Final Cut, recensione: i francesi copiano (bene) gli zombie giapponesi

Il regista giapponese Michel Hazanavicius apre Cannes con una sorprendente commedia zombie, il remake di un cult giapponese.

Era il 2017 quando il regista giapponese Shin’ichirô Ueda si lanciò in una produzione a bassissimo budget destinata a diventare un piccolo cult del genere zombie. Dopo qualche tempo Zombie contro zombie - One Cut of the Dead è arrivato anche in Italia, intercettato per lo più da fan di horror e zombie movie, impazienti di vedere una delle più originali e folli riletture recenti del genere.

Tra i fan internazionali della pellicola però c’era anche un nome insospettabile: quello di Michel Hazanavicius, regista francese noto soprattutto per il film muto e in bianco e nero The Artist, vincitore di 5 premi Oscar nel 2011. Hazanavicius è un cineasta che non ha paura di cambiare tono e registri, di prendersi rischi. Precedentemente intitolato Z, titolo poi cambiato per la sfortunata associazione con l’uso della lettera fatto dalle truppe russe in Ucraina, Coupez! (Final Cut) è come una proposta spiazzante di un cineasta da cui ci si aspetterebbe altro. Invece Hazanavicius si dimostra attento e concentrato anche nel dirigere quello che di fatto è un film di puro intrattenimento, congegnato per scoraggiare il pubblico nella sua prima mezz’ora. Non è del tutto sorprendente, considerando il suo lavoro sulla saga comica Agente speciale 117, parodia francese di 007 con protagonista Jean Dujardin.

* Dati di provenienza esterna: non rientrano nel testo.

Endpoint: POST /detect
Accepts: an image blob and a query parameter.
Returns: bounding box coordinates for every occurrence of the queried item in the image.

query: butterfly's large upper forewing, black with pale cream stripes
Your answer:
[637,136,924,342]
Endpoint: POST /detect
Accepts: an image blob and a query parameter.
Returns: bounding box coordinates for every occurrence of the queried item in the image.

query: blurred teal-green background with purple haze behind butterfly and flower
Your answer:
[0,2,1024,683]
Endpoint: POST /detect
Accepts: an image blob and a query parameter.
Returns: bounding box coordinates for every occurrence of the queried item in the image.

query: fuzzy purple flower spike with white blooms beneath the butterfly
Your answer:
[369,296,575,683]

Una sola raccomandazione: quando sarete in sala a vedere Final Cut, mi raccomando: non demordete, dategli il tempo di spiegarsi.

La trama di Final Cut

Rèmi (Romain Duris) è un regista di basse pretese, contento di riuscire a portare a casa insieme alla moglie ed ex attrice Nadia (Bérénice Bejo, musa e moglie del regista) ogni progetto con un livello “decente” di qualità, senza mai fare troppo lo schizzinoso. Veloce, economico e decente, è il suo credo lavorativo, ma talvolta realizzare un film richiede un grande sforzo umano e collaborativo anche se il progetto è tutt’altro che sofisticato.

La sua storia di Rèmi s’intreccia con quella della produzione di un film di bassissima fascia a tema zombie, registrato in presa diretta e senza tagli in un edificio abbandonato in periferia. Mentre sta girando la pellicola la troupe viene attaccata da veri zombie e cerca di sopravvivere.

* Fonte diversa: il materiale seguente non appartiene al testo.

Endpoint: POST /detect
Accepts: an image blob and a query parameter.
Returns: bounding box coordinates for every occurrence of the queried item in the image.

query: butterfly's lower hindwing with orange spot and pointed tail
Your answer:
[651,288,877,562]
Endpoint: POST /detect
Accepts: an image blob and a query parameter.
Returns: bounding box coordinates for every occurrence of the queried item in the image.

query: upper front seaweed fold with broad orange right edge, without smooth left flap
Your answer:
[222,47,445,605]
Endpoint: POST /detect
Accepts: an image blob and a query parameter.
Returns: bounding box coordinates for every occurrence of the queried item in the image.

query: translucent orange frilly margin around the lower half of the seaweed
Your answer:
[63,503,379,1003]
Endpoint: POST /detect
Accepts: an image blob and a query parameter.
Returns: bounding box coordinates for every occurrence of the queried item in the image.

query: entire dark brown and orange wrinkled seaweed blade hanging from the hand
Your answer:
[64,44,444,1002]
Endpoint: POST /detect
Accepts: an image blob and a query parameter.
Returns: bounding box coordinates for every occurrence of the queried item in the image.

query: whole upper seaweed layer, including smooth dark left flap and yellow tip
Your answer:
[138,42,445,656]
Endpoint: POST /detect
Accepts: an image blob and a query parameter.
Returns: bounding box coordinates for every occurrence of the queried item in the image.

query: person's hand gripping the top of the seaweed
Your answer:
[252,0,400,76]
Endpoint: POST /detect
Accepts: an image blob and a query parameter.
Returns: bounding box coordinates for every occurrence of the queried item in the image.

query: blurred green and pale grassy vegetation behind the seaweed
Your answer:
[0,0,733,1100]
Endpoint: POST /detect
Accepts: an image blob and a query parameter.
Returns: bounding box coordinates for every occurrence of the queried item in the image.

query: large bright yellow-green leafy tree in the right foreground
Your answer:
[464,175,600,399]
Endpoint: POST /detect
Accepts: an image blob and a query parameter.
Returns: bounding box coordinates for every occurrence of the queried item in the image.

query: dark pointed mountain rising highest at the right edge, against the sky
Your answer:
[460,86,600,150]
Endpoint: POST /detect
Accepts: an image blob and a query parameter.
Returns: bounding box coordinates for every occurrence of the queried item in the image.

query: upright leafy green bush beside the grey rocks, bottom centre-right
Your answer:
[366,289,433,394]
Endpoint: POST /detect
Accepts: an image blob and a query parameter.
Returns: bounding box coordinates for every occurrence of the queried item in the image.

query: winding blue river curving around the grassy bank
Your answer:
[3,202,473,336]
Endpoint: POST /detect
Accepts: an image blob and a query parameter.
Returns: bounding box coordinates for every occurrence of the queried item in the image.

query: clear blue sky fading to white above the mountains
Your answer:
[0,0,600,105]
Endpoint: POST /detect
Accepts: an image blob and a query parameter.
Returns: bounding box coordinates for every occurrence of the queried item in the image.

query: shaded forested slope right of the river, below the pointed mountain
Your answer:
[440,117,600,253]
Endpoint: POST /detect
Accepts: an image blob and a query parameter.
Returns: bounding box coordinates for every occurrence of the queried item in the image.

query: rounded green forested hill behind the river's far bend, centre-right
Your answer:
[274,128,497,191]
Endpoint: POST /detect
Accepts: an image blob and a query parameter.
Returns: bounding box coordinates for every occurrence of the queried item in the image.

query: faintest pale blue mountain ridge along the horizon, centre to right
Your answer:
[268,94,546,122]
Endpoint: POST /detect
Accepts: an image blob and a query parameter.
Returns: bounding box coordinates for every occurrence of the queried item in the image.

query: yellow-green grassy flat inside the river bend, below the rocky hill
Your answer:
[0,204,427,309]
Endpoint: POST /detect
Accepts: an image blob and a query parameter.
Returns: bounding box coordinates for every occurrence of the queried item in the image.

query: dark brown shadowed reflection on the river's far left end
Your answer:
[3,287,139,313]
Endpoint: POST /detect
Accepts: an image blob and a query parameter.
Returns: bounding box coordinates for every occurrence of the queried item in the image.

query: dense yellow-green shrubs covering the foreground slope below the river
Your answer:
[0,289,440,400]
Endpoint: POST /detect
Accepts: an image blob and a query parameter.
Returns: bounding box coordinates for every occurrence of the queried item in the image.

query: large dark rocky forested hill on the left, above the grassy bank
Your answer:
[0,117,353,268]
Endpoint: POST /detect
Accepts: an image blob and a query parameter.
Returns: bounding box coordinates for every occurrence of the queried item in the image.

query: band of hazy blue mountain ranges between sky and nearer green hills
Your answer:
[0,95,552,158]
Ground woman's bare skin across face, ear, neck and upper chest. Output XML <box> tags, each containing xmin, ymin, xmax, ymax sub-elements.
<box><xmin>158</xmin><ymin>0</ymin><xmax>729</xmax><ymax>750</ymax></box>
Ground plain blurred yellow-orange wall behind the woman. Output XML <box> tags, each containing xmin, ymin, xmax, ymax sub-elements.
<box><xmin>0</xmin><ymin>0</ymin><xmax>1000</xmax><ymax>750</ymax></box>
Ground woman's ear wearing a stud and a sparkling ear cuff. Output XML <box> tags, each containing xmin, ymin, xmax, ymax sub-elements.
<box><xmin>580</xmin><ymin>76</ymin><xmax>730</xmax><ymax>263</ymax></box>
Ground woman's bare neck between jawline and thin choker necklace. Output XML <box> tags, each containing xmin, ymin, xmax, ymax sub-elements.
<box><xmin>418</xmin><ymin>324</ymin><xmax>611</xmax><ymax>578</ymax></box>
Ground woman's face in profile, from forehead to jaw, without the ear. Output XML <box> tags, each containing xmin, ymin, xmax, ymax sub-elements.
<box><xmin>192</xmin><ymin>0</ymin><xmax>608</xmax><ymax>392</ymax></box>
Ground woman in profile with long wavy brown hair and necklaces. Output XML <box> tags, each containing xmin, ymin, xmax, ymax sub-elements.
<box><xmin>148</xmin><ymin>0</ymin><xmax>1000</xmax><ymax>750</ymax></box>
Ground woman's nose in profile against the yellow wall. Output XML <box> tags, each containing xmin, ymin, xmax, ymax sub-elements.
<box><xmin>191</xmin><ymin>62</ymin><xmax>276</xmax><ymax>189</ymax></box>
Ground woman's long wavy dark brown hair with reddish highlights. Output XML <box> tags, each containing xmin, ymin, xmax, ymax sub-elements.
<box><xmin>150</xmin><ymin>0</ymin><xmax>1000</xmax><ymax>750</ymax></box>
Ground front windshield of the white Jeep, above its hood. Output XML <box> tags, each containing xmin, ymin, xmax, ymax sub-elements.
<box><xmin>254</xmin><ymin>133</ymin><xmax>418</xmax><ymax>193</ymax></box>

Final Cut: brutto di proposito e divertentissimo

Senza anticipare troppo sulla trama, il consiglio è di arrivare preparati alla visione: la prima mezz’ora sarà un calvario, ma ne varrà la pena. Perché è così brutto l’avvio del film? Final Cut si mostrando allo spettatore il film di scarsa qualità interrotto dall’attacco di strani zombie. Vi accorgerete subito che è mal recitato, pieno di buchi di trama e incongruenze. È il punto del film; non il metafilm, ma quello vero: raccontare un’esilarante making of pieno di trovate e svolte sorprendenti. Molto più commedia e che zombie comedy, Final Cut è un divertito omaggio alla passione, l’artigianalità e l’inventiva richieste per realizzare un film, anche il più modesto e improvvisato di tutti.

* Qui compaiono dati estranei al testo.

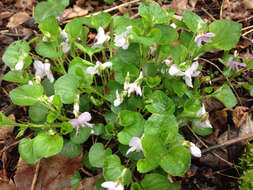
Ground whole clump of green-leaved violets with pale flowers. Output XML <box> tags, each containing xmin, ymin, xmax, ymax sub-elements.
<box><xmin>0</xmin><ymin>0</ymin><xmax>252</xmax><ymax>190</ymax></box>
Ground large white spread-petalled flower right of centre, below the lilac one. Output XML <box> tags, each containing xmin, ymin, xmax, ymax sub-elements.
<box><xmin>169</xmin><ymin>61</ymin><xmax>200</xmax><ymax>88</ymax></box>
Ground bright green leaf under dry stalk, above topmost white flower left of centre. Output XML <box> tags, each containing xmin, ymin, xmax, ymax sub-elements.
<box><xmin>81</xmin><ymin>12</ymin><xmax>112</xmax><ymax>29</ymax></box>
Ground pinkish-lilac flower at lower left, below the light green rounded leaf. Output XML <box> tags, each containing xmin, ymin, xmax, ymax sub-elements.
<box><xmin>69</xmin><ymin>112</ymin><xmax>92</xmax><ymax>136</ymax></box>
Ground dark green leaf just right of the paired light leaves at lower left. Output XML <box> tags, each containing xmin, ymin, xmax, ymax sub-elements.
<box><xmin>61</xmin><ymin>139</ymin><xmax>82</xmax><ymax>158</ymax></box>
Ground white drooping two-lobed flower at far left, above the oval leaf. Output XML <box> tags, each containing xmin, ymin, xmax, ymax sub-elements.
<box><xmin>33</xmin><ymin>60</ymin><xmax>54</xmax><ymax>83</ymax></box>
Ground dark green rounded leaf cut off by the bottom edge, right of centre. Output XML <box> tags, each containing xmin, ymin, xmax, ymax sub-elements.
<box><xmin>141</xmin><ymin>173</ymin><xmax>177</xmax><ymax>190</ymax></box>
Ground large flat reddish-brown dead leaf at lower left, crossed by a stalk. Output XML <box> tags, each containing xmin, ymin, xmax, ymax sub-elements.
<box><xmin>14</xmin><ymin>155</ymin><xmax>82</xmax><ymax>190</ymax></box>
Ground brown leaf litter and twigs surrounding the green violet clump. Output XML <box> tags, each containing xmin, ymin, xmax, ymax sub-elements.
<box><xmin>0</xmin><ymin>0</ymin><xmax>253</xmax><ymax>190</ymax></box>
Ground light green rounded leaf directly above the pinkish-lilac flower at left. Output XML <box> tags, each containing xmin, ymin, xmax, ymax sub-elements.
<box><xmin>54</xmin><ymin>74</ymin><xmax>78</xmax><ymax>104</ymax></box>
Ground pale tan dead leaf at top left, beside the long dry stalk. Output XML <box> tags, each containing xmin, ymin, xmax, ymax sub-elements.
<box><xmin>57</xmin><ymin>5</ymin><xmax>89</xmax><ymax>22</ymax></box>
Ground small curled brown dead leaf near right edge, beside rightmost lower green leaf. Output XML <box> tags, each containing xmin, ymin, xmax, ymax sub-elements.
<box><xmin>232</xmin><ymin>106</ymin><xmax>249</xmax><ymax>127</ymax></box>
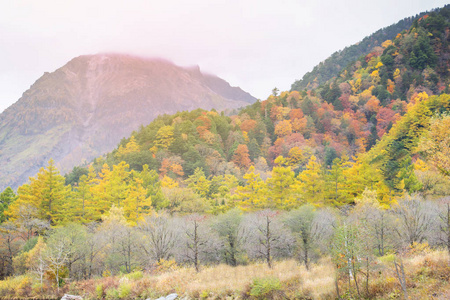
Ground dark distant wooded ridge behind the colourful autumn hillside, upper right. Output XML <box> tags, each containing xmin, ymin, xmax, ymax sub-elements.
<box><xmin>291</xmin><ymin>7</ymin><xmax>438</xmax><ymax>91</ymax></box>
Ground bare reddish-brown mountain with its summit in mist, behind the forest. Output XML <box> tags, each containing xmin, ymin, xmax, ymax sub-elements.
<box><xmin>0</xmin><ymin>54</ymin><xmax>256</xmax><ymax>190</ymax></box>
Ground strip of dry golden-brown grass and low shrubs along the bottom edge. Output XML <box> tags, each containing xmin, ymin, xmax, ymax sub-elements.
<box><xmin>0</xmin><ymin>247</ymin><xmax>450</xmax><ymax>299</ymax></box>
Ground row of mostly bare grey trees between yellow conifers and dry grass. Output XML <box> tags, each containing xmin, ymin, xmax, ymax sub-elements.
<box><xmin>1</xmin><ymin>197</ymin><xmax>450</xmax><ymax>294</ymax></box>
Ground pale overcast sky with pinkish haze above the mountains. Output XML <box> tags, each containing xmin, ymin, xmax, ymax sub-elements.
<box><xmin>0</xmin><ymin>0</ymin><xmax>446</xmax><ymax>112</ymax></box>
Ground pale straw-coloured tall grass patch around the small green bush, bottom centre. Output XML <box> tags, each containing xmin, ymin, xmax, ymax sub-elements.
<box><xmin>149</xmin><ymin>260</ymin><xmax>334</xmax><ymax>299</ymax></box>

A detta degli estimatori l’originale scritto, diretto e prodotto da Shin’ichirô Ueda in assoluta ristrettezza di mezzi rimane ben superiore per qualità e impatto. Hazanavicius adatta fedelmente ma ci mette del suo, sfruttando la distanza tra l’ironia europea e quella originale giapponese (che rimane inalterata, così come i nomi dei luoghi e dei protagonisti) per aumentare ancora di più il bizzarro senso di incongruenza che regala la pellicola. In definitiva, dopo il deludente I morti non muoiono di Jim Jarmusch che aveva aperto il Festival nel 2019, Cannes punta sui non morti giusti, aprendo con un film commerciale ben fatto e ben recitato, capace di far ridere di cuore e di sollievo la platea prima dell’arrivo dei grandi film autoriali e drammatici della kermesse.